Disminución efferocytosis se observó en todos los grupos de cáncer /EPOC en todos los compartimentos. El medio condicionado a partir de cultivos celulares de cáncer disminuye la capacidad efferocytosis de AM y macrófagos U937 con los efectos más pronunciados que ocurre con el sobrenadante de SCLC (un agresivo tipo de cáncer de pulmón). metabolitos AA identificados en células de cáncer incluyen PGE2. Se muestran el efecto inhibidor de PGE2 en efferocytosis, y la participación de la vía de la COX-2
Efferocytosis se reduce en la EPOC /enfisema y cáncer de pulmón.; este último al menos parcialmente, un resultado de la inhibición por mediadores solubles producidos por las células de cáncer que incluyen PGE2
Visto:. Dehle FC, Mukaro VR, Jurišević C, Moffat D, Ahern J, Hodge G, et al. (2013) función defectuosa de pulmón cáncer de pulmón en los macrófagos ± Enfermedad Pulmonar Obstructiva Crónica (EPOC /Enfisema) mediada por el cáncer de células de producción de PGE2? PLoS ONE 8 (4): e61573. doi: 10.1371 /journal.pone.0061573
Editor: Kjetil Tasken, Universidad de Oslo, Noruega
Recibido: 29 Noviembre 2012; Aceptado: 11 de marzo de 2013; Publicado: 26 Abril 2013
Derechos de Autor © 2013 Dehle et al. Este es un artículo de acceso abierto distribuido bajo los términos de la licencia Creative Commons Attribution License, que permite el uso ilimitado, distribución y reproducción en cualquier medio, siempre que el autor original y la fuente se acreditan
Financiación:. Este trabajo fue apoyada por la Fundación australiana de pulmón (FD), Nacional de Salud y Consejo de Investigación médica Premio desarrollo de la carrera (NHMRC) (SH), NHMRC Profesional Fellowship (PNR). Los donantes no tenía papel en el diseño del estudio, la recogida y análisis de datos, decisión a publicar, o la preparación del manuscrito
Conflicto de intereses:.. Los autores han declarado que no existen intereses en competencia
Introducción
EPOC se prevé para convertirse en la tercera causa más frecuente de muerte en el mundo en 2020 [1]. Los efectos cancerígenos del humo del tabaco han sido bien descritos; Sin embargo, los fumadores con EPOC tienen un mayor riesgo de desarrollar cáncer de pulmón de los fumadores sin EPOC [2], incluso cuando se corrige para el consumo de tabaco. Se prevé que la prevalencia de la EPOC y cáncer de pulmón a aumentar en las próximas décadas debido a la continua exposición a factores de riesgo y el envejecimiento de la población. Estas estadísticas son alarmantes como el cáncer de pulmón es responsable de más muertes relacionadas con el cáncer que los cánceres de colon, mama y próstata combinados [3]. A pesar de dejar de fumar sigue siendo primordial, muchos de los nuevos cánceres de pulmón se detectan en lugar de ex fumadores actuales. Hay una necesidad urgente de comprender mejor los vínculos entre el tabaquismo, EPOC y cáncer de pulmón para permitir nuevas estrategias terapéuticas o preventivas.

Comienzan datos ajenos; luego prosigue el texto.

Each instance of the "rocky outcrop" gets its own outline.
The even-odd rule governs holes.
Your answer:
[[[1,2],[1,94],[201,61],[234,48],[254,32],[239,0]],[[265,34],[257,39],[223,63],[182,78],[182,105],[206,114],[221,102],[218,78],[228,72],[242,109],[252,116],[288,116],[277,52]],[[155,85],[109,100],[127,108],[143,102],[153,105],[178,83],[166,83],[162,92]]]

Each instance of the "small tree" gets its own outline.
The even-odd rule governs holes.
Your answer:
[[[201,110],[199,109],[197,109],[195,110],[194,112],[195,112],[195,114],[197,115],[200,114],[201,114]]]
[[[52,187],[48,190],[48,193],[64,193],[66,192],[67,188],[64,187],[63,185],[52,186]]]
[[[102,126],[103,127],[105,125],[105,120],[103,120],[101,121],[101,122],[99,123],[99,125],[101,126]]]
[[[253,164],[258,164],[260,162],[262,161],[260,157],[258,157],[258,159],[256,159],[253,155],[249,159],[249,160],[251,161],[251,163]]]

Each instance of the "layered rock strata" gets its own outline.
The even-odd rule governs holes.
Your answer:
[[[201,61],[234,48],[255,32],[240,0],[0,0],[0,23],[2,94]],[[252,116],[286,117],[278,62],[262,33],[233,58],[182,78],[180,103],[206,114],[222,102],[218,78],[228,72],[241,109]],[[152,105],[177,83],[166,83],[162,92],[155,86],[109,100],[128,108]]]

Hemos demostrado que los macrófagos alveolares (AM) en la EPOC son defectuosos en su capacidad para fagocitar apoptótica células (efferocytosis) [4] - [7], que tiene el potencial de contribuir a la apoptosis material en exceso que hemos reportado en la vía aérea EPOC [8]. Este material no-autorizado a continuación, puede sufrir necrosis secundaria y perpetuar la respuesta inflamatoria [8]. En esta etapa se desconoce si también hay un defecto en la capacidad de efferocytosis
tejido pulmonar
macrófagos de sujetos con EPOC, aunque nuestros resultados con un modelo de ratón de fumar sugieren que este puede ser el caso [9], [ ,,,0],10]. Tampoco se sabe si hay defectos en la capacidad efferocytosis de AM y el tejido pulmonar /macrófagos asociados a tumores de pacientes con cáncer en ausencia de la EPOC, y si es así, si los mediadores solubles producidos por las células de cáncer de pulmón inhiben efferocytosis.
la evidencia sugiere que el material apoptótico un-aclarado que resulta de efferocytosis defectuoso, además de sus efectos inflamatorios, puede estimular la afluencia de linfocitos T reguladores que ejercen efectos inmunosupresores contra la inmunidad anti-tumor y por lo tanto contribuir a la capacidad del tumor para escapar de la erradicación de [11]. Si los defectos en los mecanismos que conducen a efferocytosis defectuosa en la EPOC también desempeñar un papel directo en la creación de un entorno favorable a tumor y contribuir a una mayor susceptibilidad a cáncer de pulmón es desconocida.
Las células cancerosas son directamente inmunosupresor mediante la liberación de pro mediadores-inflamatorio incluyendo el ácido araquidónico (AA) metabolitos tales como las prostaglandinas (PGE) [12]. PGE se libera en las células que expresan constitutiva de la ciclooxigenasa-2 (COX-2), regulado por la liberación de AA por la fosfolipasa A 2 seguido por el metabolismo por la COX. PGE2 se ha demostrado que disminuye la fagocitosis de las bacterias a través de un proceso mediado por el receptor 2 E-prostanoides [13].
por lo que investigó efferocytosis en AM de los controles, los fumadores, los sujetos con EPOC actual /ex fumadores y pacientes con el cáncer de pulmón no microcítico (CPNM) con /sin EPOC. También investigamos los macrófagos de los tejidos tumorales y libres de tumor obtenidas a partir de la lobectomía pacientes con CPNM con /sin EPOC.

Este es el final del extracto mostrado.